Gönül ister ki, zübükler hiç olmasın, bitsin. Ancak bunun olması imkânsız görünüyor. Çünkü zübükleri var eden esas şey, aldatandan çok aldananların her daim olması. Nesin’in en sonda Almanca öğretmenine söylettiği şeyleri ibretlikti. Ne diyordu orada? “Her gittiğim yerde zübükleri göreceğimi biliyorum. Çünkü bu zübüklük bizde yaşıyor. Onları birer zübük olarak yaratan, ortaya çıkaran bizleriz.”

Bu arada rahmetli Kemal Sunal filmde o kadar iyi oynamış ki, kitabı okurken direkt aklımıza o geliyor ve gözümüzün önünde canlanıveriyor.

Romandaki her bir bölüm birbirinden başarılı. Ancak birkaçını zikretmek isteriz. En çok dikkat çeken Yunus Baba Türbesi idi. Şehit ve türbe dolandırıcılığı ancak bu kadar ironik anlatılabilirdi.

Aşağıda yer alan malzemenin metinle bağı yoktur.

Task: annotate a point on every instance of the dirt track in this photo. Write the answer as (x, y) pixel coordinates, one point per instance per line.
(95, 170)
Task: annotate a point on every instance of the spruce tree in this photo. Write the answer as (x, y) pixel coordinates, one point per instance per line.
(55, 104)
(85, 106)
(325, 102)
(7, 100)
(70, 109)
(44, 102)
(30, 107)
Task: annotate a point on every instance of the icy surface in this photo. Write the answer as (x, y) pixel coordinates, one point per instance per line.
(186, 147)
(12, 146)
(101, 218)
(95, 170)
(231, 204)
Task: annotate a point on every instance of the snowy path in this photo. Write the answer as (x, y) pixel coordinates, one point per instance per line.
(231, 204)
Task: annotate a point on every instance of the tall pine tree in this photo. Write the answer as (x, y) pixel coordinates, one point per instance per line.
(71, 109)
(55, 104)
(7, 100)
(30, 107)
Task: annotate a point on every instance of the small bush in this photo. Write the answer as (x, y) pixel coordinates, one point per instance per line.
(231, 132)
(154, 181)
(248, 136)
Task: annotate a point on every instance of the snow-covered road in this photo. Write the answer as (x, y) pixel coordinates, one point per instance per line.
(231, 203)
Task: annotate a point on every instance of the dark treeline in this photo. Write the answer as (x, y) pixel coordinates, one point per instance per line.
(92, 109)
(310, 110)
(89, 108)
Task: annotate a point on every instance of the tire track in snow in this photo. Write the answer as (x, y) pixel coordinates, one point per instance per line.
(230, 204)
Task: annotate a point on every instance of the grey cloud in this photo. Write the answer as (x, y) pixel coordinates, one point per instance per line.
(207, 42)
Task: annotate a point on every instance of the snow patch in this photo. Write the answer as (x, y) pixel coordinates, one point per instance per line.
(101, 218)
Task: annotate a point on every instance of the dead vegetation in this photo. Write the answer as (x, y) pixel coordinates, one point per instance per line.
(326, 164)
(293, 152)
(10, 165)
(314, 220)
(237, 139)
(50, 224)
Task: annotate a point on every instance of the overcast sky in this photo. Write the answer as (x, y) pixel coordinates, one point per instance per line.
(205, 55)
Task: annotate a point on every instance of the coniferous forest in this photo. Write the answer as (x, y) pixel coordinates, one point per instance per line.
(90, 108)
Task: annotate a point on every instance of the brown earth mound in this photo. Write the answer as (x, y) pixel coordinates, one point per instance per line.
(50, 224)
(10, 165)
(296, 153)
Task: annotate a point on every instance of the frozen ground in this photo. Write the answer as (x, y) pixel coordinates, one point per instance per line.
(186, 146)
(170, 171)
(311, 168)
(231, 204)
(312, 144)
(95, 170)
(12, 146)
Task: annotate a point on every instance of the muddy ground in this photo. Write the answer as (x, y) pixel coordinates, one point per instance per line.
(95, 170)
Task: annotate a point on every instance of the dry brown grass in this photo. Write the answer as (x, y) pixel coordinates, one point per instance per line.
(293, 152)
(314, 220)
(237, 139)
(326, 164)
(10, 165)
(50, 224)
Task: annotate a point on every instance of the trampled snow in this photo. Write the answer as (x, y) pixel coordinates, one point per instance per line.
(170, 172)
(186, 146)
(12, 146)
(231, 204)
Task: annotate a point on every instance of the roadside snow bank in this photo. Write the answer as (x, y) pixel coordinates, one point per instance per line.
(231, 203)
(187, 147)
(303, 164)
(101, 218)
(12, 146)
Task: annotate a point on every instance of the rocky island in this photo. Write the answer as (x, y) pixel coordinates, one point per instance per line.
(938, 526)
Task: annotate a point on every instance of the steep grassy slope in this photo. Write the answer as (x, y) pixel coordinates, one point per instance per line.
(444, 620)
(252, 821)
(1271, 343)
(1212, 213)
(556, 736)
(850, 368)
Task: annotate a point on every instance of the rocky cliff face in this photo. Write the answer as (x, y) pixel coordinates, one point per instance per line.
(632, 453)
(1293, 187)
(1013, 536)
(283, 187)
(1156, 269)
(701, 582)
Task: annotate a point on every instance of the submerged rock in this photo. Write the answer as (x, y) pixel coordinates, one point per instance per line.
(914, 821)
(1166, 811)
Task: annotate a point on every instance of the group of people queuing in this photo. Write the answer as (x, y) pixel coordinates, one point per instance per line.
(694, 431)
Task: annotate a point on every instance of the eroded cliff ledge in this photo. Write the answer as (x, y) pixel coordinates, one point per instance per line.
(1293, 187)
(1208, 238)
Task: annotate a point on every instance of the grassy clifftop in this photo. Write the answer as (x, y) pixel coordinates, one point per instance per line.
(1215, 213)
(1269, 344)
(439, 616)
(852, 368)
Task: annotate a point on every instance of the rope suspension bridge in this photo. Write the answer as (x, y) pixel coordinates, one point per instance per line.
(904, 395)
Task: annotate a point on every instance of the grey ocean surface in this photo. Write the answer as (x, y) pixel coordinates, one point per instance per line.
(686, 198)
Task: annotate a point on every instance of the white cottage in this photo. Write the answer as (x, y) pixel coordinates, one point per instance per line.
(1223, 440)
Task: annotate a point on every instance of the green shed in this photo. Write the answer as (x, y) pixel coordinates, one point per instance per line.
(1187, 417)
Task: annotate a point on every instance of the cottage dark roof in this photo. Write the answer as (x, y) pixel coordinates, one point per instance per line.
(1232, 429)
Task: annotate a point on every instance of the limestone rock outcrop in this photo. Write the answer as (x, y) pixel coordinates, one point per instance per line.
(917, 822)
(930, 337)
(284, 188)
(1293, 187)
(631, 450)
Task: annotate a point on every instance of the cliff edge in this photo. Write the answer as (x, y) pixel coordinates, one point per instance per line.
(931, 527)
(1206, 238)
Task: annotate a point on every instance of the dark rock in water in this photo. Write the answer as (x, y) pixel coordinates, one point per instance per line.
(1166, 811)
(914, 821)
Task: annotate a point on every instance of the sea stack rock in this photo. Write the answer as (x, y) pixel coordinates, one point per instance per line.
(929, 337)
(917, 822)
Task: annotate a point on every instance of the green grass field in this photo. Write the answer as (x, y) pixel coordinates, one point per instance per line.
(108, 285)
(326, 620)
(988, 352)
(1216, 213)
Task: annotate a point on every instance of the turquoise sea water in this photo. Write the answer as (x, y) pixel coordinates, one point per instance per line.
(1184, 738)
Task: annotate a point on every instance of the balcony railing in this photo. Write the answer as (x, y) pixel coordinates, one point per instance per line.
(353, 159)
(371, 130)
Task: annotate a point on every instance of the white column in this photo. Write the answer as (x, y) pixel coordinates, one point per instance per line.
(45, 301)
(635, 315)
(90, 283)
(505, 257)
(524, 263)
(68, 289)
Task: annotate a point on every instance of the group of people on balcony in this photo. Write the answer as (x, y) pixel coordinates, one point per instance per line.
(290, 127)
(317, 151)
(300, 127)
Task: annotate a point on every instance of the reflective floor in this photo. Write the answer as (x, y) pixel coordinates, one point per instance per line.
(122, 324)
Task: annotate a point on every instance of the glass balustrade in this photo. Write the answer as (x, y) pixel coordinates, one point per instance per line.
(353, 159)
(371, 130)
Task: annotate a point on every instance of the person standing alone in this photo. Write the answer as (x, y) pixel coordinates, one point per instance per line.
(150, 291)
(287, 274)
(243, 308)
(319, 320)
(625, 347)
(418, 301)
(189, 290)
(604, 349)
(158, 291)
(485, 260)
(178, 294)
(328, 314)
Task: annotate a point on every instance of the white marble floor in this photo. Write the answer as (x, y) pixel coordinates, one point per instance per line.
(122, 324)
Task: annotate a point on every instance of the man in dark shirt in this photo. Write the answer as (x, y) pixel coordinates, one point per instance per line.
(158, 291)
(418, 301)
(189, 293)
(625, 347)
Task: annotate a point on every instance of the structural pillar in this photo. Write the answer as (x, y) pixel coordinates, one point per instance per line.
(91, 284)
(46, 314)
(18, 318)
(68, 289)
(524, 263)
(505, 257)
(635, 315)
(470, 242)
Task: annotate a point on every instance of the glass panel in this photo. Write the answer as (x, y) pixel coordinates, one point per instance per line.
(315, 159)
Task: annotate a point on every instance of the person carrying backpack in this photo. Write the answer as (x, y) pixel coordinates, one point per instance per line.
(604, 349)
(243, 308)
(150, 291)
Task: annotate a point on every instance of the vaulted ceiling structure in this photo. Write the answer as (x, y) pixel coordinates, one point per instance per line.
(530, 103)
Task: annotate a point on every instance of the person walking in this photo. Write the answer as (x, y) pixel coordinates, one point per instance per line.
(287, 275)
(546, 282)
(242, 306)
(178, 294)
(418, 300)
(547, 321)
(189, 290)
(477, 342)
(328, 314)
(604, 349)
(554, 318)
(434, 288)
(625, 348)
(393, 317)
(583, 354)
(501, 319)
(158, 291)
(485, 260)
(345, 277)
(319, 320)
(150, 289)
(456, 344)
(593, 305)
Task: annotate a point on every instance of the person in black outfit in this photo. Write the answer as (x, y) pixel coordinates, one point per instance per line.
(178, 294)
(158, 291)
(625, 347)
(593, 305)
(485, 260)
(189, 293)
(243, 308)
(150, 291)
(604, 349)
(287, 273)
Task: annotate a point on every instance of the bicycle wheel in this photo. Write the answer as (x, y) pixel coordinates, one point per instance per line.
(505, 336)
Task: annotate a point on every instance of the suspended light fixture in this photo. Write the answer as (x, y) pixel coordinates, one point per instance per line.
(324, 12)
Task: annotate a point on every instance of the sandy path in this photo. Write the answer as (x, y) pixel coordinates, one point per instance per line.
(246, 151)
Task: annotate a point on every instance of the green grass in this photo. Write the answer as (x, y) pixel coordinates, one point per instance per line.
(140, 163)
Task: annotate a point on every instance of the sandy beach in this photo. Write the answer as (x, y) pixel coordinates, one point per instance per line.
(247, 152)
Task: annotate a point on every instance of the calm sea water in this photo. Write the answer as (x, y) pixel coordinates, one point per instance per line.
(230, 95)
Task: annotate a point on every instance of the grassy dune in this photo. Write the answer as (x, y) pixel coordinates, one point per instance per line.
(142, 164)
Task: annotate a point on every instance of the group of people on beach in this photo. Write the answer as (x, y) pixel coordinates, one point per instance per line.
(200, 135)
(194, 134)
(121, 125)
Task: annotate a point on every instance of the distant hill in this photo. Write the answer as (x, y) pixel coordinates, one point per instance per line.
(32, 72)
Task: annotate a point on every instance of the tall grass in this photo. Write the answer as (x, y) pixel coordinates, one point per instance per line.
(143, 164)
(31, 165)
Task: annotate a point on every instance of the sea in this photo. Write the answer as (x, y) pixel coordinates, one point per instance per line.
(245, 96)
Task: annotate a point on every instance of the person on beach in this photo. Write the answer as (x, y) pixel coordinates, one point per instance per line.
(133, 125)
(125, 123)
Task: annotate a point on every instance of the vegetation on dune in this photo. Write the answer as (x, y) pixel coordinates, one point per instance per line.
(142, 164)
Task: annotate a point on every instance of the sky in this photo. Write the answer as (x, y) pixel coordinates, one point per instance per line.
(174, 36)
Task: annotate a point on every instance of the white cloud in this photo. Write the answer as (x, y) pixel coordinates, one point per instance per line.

Keza, avukatı tufaya getirdiği cami-okul tartışması da ibretlikti. Fotoşop, sahte telefon konuşması, mezarlıkta namaza durmak, valiyle kanka olmak… Hepsi birbirinden gülünç ama bir o kadar da acı şeylerdi.

İncelememizi birkaç alıntıyla sonlandırmak istiyoruz...

“Adam bir kere siyasete gözünü dikmiş. Böylesinden korkulur. Bunun yapmayacağı kötülük yoktur.”

“Hepimize attığı kazıkların bir ucu gök kubbesine, bir ucu yerin yedi kat dibine varmış. Şimdi biz yediğimiz kazıklar çıkar mı diyerek bile bile bir yalana daha göz yumuyoruz. Kazıklandıkça, insanın yalana inanası geliyor.”

“Bu politika ne demek arkadaşlar? Propaganda demek. Propaganda ne demek? Yalan dolan demek.”